Today was a critical day in iLike’s history. The Facebook Platform enabled us to build a service that in a single day matched and beat the impressive traffic we built on iLike. com in over 6 months. iLike is now growing at more than twice the pace it was yesterday, and accelerating. Fasten your seatbelts everybody, here we come! :-)

Facebook’s API approach is somewhat different from that of, for example, Google Maps. Rather than support new functionality outside of Facebook, it adds new functionality inside users’ familiar Facebook environment. Working this way, Facebook can share its success with a much broader ecosystem of potential partners who can leverage the huge social network inside of Facebook. Facebook itself, rather than the broader Web, acts as the platform here.

Tip

During the writing of this book, Facebook changed its application-sharing tools to make the viral marketing feel less to users like a massive influx of spam. Developers still have many ways to promote their products among Facebook’s tightly networked users. For one perspective on how this changes the adoption rate and business model, visit http://500hats.typepad.com/500blogs/2007/07/marketing-faceb.html.

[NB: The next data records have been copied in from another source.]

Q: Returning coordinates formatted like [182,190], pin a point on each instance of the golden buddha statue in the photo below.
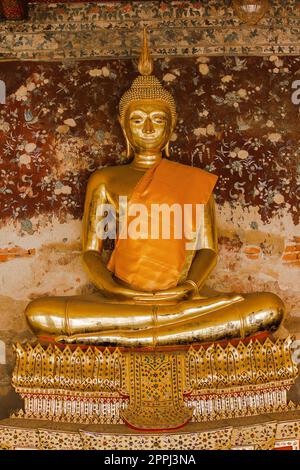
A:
[150,292]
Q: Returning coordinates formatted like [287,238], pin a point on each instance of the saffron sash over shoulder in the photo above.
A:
[148,263]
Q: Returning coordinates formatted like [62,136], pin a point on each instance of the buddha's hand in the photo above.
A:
[185,290]
[115,289]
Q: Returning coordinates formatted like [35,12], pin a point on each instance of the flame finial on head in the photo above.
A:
[145,63]
[146,86]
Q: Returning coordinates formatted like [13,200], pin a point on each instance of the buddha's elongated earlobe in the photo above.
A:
[129,150]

The Limits of Viral: Facebook Beacon

Beacon is Facebook’s targeted social advertising system. From the press announcement and launch on November 6, 2007, 44 high-traffic web sites—from eBay to Fandango to Travelocity—were enthusiastic supporters of a new way to socially distribute information and connect businesses with relevant users and their trusted network of friends on Facebook.

For example, the chief marketing officer at Travelocity used the following example:

Travel is naturally a social activity that travelers enjoy discussing with the people they know...Using Beacon, Travelocity users can now easily choose to spread the news of their latest vacation plans on Facebook as a complement to their activities on the Travelocity web site.

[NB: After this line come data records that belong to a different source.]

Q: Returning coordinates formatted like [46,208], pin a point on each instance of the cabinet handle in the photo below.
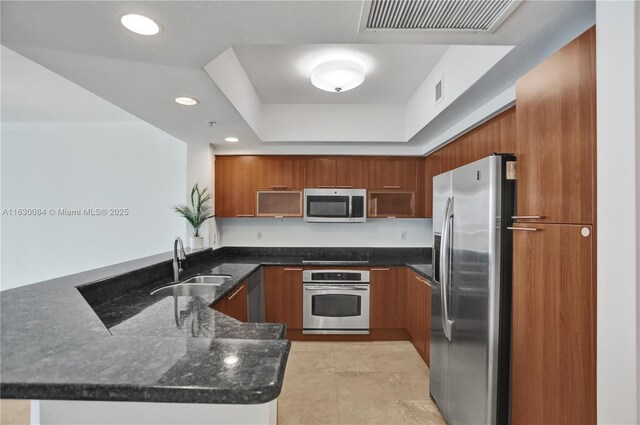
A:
[426,282]
[236,293]
[527,217]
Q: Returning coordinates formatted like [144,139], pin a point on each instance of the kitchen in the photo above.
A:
[334,260]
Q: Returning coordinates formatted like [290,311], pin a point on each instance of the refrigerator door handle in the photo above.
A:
[445,262]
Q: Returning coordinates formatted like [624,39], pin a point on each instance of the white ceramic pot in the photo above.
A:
[197,242]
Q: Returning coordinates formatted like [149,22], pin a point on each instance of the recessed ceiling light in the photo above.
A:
[186,101]
[231,360]
[337,75]
[140,24]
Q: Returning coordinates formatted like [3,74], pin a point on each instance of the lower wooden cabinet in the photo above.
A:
[235,303]
[553,337]
[283,296]
[418,318]
[383,313]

The Beacon announcement was taken as a major step toward justifying the $15 billion valuation by Microsoft’s investment and proof of a business model for “monetizing” the reported 50 million Facebook users.

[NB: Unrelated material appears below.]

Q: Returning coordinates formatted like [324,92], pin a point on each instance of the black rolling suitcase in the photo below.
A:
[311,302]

It didn’t work out, though, because users objected, and loudly. How did a platform hyped as the “most important marketing breakthrough in the past 100 years” become a major controversy about privacy and, in the eyes of several observers, “a disaster” that could bring Facebook down? After all, Facebook’s News Feed feature, introduced in 2006, was arguably even a bigger “privacy trainwreck,” and yet it’s a feature that many users now enjoy and consider positive and useful.

The most succinct explanation I heard online came from Andy Carvin, National Public Radio’s senior product manager for online communities and former coordinator of the Digital Divide Network, an online community:

One of the reasons Facebook is popular is that it makes it so easy for users to follow their friends’ activities.... For people who want their lives to be an open book, it’s a great tool. It seems that Facebook took that idea one step too far by making users’ purchasing decisions equally transparent, then not making it an opt-in service.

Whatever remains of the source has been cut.